Man Siting on Log in Center of Forest Panoramic Photo

A walk in the wood.  A rustic log bench.  An invitation to take a seat upon nature’s pew, so I do. 

The memory comes out of nowhere—and everywhere—at the same time.  I’ve experienced it before, and acquiesce to the process.  

The church pew feels hard and sticky against the back of her bare legs.  The man up front is talking … a lot.  He says that God gets angry when we do bad things. 

The girl squirms.  She wants desperately to pop her thumb into her mouth, to soothe herself from the uncomfortableness of it all, but the shame she’d feel if the others knew she still sucks her thumb keeps her tiny hand balled tightly against her side.  

And besides, she doesn’t want God to get angry with her for doing “the bad thing”.

So instead, she wiggles next to her father and hides her face in the scratchy tweed of his Sunday-best.  In the hidden place, she breathes in and sighs, or maybe it’s a yawn, or maybe a little of both.

Without a word between them, and as nimble-fingered as a stealthy pickpocket, her father quickly reaches into an inside pocket, silently unwraps the lolly and pops it into her mouth. 

The memory lingers softly.  There’s nothing sweeter and more satisfying than the taste of a father’s love. 

My father was far from perfect, but he was kind.  He rarely, if ever, raised his voice and never his hand.  I did not doubt his love for me—ever.  He helped form my view of God as a father in a positive way.  For this I am grateful.

I realize others have a different story.  Raised voices and heavy hands fill their memories.  They weren’t loved in a healthy way.  (I don’t pretend to understand.)  Because of their experience, they may have a difficult time relating to God as father.  For this I am sorry. 

However, the essence of fatherhood springs from God, not man.  The behaviors of our earthly fathers, no matter how good or bad, are not the standards by which God’s love can be measured. 

God’s love transcends the borders of my life experiences into a wild wilderness I am longing to brave.  It takes courage to go at it alone—a lonesome transformative journey of the heart that I’ll be navigating the rest of my life. 

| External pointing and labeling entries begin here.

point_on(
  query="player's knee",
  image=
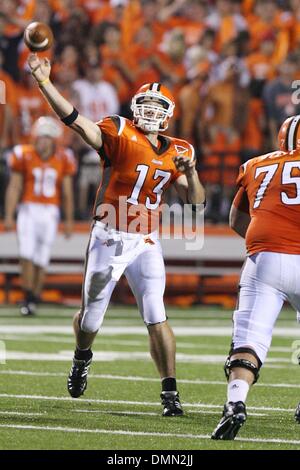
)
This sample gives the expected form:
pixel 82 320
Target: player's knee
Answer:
pixel 154 310
pixel 97 283
pixel 91 322
pixel 244 358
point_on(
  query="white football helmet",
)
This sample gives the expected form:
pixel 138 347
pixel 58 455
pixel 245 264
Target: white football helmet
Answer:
pixel 152 106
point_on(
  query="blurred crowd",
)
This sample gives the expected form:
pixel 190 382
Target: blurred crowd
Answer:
pixel 229 63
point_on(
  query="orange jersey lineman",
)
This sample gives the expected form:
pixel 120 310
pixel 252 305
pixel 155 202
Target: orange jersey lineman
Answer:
pixel 272 185
pixel 136 171
pixel 42 178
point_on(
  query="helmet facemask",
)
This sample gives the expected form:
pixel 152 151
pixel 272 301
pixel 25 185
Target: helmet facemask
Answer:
pixel 152 111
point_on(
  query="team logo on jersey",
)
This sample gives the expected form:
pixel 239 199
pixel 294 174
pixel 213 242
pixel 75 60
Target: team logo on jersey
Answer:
pixel 180 149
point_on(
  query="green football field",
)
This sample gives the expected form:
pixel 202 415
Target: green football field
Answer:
pixel 121 407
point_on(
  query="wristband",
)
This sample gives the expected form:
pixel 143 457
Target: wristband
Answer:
pixel 68 120
pixel 43 82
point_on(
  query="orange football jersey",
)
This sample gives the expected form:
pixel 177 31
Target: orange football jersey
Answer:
pixel 272 185
pixel 135 174
pixel 42 179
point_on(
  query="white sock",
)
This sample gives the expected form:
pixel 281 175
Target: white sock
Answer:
pixel 237 390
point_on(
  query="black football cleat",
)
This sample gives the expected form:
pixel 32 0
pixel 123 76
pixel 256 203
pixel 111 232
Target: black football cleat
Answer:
pixel 234 416
pixel 171 404
pixel 27 309
pixel 77 380
pixel 297 414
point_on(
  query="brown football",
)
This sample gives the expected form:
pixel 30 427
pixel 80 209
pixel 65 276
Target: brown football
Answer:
pixel 38 37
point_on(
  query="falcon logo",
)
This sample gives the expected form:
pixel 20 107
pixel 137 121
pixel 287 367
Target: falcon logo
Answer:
pixel 180 149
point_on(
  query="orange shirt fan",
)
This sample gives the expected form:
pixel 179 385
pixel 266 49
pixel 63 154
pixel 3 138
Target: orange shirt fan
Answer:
pixel 38 37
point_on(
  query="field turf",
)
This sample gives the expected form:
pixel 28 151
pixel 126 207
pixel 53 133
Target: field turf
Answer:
pixel 121 407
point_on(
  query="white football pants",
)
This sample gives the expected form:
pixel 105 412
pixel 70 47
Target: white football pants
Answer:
pixel 267 280
pixel 111 253
pixel 36 231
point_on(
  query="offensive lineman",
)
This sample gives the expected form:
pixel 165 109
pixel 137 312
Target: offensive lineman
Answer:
pixel 266 212
pixel 139 163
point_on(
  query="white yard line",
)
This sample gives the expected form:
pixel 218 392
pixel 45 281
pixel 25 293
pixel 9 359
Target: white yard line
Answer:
pixel 20 413
pixel 126 402
pixel 140 433
pixel 134 378
pixel 292 332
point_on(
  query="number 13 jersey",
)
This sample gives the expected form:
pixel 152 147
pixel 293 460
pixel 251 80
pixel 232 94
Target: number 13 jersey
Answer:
pixel 272 184
pixel 135 174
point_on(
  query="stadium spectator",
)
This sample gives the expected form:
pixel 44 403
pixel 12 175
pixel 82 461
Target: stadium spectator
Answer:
pixel 277 98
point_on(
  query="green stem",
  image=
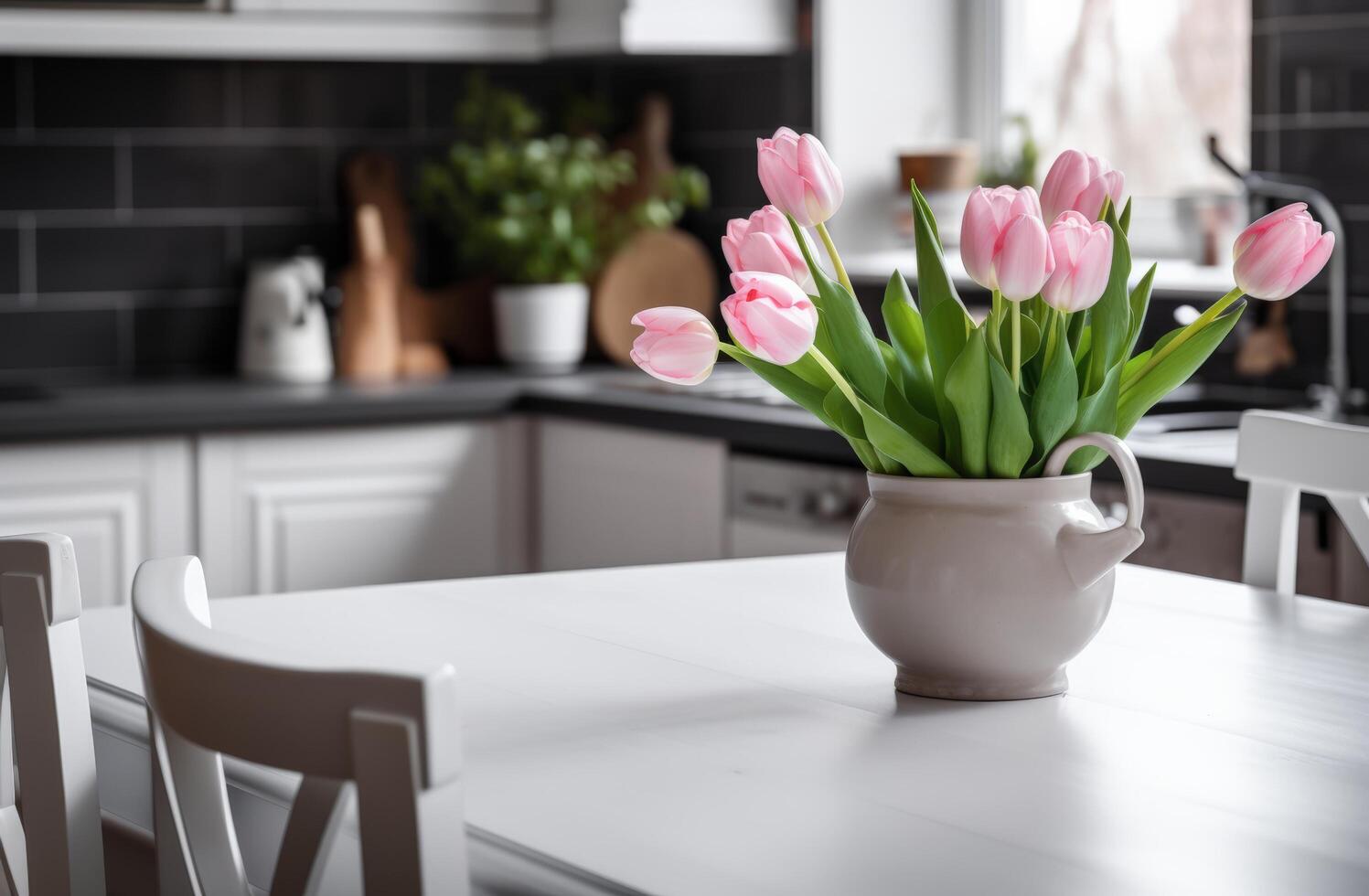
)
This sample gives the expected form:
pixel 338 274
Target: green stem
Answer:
pixel 1018 345
pixel 837 259
pixel 1050 334
pixel 1203 319
pixel 837 377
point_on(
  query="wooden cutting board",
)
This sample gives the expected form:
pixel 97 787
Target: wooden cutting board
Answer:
pixel 655 267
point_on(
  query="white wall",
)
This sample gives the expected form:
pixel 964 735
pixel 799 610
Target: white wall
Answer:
pixel 890 77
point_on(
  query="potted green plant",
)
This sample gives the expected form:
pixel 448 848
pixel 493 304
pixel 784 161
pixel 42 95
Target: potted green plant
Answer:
pixel 537 214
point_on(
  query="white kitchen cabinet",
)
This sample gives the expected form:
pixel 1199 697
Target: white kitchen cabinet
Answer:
pixel 119 501
pixel 615 496
pixel 349 507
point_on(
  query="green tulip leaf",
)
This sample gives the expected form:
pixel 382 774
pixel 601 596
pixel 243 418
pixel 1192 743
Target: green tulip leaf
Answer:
pixel 969 396
pixel 1173 371
pixel 853 429
pixel 1096 413
pixel 908 338
pixel 1031 338
pixel 1139 305
pixel 802 393
pixel 1054 402
pixel 1110 316
pixel 889 438
pixel 854 347
pixel 1010 432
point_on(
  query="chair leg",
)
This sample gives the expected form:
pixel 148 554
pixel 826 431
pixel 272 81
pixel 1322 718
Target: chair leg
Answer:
pixel 412 837
pixel 54 744
pixel 316 819
pixel 1272 538
pixel 14 851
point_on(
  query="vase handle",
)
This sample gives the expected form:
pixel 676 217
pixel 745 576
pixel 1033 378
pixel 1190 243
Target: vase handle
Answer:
pixel 1090 554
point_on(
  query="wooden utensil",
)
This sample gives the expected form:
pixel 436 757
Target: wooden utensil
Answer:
pixel 653 267
pixel 424 320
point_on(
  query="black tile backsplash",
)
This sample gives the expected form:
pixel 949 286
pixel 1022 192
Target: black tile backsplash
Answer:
pixel 228 176
pixel 132 259
pixel 129 93
pixel 1310 119
pixel 135 193
pixel 59 339
pixel 333 94
pixel 46 176
pixel 8 261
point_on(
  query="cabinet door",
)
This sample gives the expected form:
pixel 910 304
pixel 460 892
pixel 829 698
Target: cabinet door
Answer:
pixel 337 507
pixel 617 496
pixel 119 501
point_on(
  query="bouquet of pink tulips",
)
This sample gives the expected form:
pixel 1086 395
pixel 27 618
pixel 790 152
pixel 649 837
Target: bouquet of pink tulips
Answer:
pixel 947 396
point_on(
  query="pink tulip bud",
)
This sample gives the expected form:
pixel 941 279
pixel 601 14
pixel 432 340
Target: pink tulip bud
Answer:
pixel 770 316
pixel 1083 261
pixel 798 176
pixel 1080 182
pixel 1278 253
pixel 1004 244
pixel 678 347
pixel 765 242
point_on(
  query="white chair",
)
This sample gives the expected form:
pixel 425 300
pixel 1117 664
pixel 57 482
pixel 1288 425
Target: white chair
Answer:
pixel 391 733
pixel 1281 455
pixel 52 847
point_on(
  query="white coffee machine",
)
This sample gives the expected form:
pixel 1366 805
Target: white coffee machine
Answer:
pixel 285 330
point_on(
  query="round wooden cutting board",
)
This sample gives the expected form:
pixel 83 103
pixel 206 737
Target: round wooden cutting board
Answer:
pixel 655 267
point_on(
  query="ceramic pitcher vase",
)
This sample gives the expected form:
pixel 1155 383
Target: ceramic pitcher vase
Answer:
pixel 985 589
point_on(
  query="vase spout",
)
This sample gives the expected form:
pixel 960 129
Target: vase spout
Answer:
pixel 1090 554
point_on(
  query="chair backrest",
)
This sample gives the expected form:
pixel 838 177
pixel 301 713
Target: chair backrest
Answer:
pixel 393 733
pixel 1281 455
pixel 54 847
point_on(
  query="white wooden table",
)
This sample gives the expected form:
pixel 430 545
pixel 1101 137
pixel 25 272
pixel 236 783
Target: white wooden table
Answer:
pixel 724 728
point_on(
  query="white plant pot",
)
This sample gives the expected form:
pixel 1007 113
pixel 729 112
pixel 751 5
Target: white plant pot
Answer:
pixel 985 589
pixel 542 325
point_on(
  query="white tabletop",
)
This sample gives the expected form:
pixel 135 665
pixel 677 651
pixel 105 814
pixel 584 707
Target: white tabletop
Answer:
pixel 724 728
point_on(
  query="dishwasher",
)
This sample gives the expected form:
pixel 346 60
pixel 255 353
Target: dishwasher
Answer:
pixel 779 507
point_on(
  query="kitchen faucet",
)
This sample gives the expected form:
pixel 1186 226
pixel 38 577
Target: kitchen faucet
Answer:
pixel 1335 396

The first step is always the hardest, but the journey will take your breath away.

Love & Peace.

“Behold what manner of love the Father has bestowed upon us, that we should be called the children of God!” 1 John 3:1-3 NKJ

7 thoughts on “A Lonesome Journey of the Heart

  1. I walked in the woods this morning Lois. In the stillness before the wind comes up. Wonderful. Inviting,
    I too cannot relate to those who did not have a loving Father growing up. one who represented our heavenly father well. A well written and inviting piece for the lonesome and weary of life. also for myself who has not yet traveled that trail through those valleys.